In the inbound era, everything started with a Google search. The buyer’s education began there—and the vendor who captured the lead was the one who ranked for the right keyword and offered an attractive conversion asset.

Now? The buyer starts with a prompt, not a search. The query giveth; the prompt taketh away.

That single shift flips the power dynamic. Where the first click once opened the door for a vendor to educate a buyer, today’s buyer enters the conversation already educated.
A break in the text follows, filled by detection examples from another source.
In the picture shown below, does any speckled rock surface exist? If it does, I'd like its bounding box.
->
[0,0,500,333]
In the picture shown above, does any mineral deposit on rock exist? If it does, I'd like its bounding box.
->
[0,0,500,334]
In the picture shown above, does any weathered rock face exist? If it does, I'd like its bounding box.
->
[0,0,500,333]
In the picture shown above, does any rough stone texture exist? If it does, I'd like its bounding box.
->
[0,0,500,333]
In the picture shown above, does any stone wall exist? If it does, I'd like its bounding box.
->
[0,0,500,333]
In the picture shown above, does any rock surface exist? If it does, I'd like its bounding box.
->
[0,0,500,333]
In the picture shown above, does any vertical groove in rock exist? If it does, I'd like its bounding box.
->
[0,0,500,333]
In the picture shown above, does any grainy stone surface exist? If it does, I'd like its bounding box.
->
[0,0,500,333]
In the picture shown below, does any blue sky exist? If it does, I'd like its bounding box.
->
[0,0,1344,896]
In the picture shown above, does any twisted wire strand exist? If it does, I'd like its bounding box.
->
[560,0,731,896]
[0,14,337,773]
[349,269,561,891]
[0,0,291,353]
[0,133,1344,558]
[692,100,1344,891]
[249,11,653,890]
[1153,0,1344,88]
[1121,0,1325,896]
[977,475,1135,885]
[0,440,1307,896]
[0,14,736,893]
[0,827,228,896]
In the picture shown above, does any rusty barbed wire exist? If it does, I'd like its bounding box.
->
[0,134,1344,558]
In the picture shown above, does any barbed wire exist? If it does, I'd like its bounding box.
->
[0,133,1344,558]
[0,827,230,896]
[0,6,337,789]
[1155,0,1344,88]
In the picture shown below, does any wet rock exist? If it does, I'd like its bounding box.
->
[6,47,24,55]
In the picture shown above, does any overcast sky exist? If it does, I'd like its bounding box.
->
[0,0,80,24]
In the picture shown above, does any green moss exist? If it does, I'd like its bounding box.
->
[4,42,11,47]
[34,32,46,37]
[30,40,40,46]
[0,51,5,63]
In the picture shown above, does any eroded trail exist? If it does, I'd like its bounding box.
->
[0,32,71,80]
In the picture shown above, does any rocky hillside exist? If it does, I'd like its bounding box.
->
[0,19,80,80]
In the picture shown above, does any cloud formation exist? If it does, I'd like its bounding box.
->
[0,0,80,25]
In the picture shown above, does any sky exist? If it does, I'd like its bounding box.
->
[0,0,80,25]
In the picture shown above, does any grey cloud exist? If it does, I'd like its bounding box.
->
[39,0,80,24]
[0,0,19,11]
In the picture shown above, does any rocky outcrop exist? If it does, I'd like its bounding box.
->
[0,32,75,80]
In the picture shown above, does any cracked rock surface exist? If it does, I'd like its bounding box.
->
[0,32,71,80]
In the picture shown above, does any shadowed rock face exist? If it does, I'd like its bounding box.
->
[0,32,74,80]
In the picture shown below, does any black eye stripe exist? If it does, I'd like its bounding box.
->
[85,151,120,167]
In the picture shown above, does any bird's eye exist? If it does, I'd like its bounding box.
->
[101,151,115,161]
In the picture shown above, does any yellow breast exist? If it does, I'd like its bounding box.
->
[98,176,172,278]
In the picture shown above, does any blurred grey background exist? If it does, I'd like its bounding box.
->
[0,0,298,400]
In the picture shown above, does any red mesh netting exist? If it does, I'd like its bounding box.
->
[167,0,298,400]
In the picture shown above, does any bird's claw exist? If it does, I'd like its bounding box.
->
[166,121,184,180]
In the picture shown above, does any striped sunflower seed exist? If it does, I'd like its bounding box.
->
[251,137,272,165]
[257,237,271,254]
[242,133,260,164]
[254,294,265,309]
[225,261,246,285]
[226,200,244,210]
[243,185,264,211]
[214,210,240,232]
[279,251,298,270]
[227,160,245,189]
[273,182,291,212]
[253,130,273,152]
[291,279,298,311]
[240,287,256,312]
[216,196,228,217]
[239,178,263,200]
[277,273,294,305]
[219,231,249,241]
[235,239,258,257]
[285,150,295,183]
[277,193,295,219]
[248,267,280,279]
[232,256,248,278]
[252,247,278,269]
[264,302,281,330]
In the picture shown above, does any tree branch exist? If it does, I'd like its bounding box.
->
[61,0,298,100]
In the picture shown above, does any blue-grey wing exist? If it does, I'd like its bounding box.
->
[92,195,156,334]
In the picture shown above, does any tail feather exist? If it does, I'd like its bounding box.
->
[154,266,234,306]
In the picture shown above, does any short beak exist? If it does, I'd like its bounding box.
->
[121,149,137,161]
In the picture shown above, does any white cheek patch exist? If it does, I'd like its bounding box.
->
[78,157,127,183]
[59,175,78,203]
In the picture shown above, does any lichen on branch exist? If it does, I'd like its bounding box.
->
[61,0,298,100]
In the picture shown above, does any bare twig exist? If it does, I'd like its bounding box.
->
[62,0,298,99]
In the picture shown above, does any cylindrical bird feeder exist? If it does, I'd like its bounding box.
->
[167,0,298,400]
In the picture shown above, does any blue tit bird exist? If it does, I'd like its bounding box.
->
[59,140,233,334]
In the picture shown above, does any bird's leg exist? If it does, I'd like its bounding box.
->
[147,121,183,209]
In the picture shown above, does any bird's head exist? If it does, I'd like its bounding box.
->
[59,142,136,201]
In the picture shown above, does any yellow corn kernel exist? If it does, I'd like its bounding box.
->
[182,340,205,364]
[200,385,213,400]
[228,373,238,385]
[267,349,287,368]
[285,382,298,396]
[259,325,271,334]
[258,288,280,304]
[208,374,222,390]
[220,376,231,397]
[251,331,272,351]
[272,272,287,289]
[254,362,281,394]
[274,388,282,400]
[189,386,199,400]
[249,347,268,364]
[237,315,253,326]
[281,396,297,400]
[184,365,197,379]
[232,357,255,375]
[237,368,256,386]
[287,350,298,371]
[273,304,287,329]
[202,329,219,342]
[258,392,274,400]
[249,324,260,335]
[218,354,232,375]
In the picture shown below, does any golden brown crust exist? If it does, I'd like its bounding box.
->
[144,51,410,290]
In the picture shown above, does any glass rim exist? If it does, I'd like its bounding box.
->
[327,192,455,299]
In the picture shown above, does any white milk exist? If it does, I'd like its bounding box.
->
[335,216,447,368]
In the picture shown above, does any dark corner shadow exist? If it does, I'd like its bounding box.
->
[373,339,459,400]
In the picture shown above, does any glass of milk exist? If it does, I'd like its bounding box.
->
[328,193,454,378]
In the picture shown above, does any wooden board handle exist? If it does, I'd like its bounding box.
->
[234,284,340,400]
When knowledge parity replaces information asymmetry, every step that follows must change.

For example, when an LLM has pre-educated your buyer, it’s no longer realistic to expect them to offer up their contact information in exchange for your gated asset (whitepaper etc.). So what to do instead? For starters, strip out all forms; format your website to answer product-specific questions; offer 24×7 sales development coverage through super- intelligent chatbots; automate emails for those who bounce; and, of course, enrich each of these AI-generated interactions with buying-signal insights.

Granted, this new process may break your attribution model, but attribution models were built with the assumption of a form-fill—and LLMs have dramatically reduced the need for a buyer to ever fill out an online form.

Your sales team will also need to reconsider their role in this new era in which the LLM, not the rep, acts as the “trusted advisor.” Naturally, the rep’s initial job is to complete the queued-up transaction. But beyond transacting, I believe the AE’s role will be to sell the roadmap—show the buyer where the product is headed—and foster brand affinity by becoming the buyer’s human connection in a hyper-automated process that until this point may have felt sterile.

It’s not just sales-led motions that need to evolve today. If your company runs a product-led motion, the new race is to get the buyer into the product as fast as possible. Generative code and vibe coding are making feature differentiation less sustainable. So it’s imperative that users experience your product’s value quickly and without friction. Instant value realization becomes the hook.

Ultimately, the era of technology helping humans sell is ending. The era of humans helping technology sell has begun. The next question we’ll all be asking is this: What happens to the funnel when agents—not humans—become the buyers?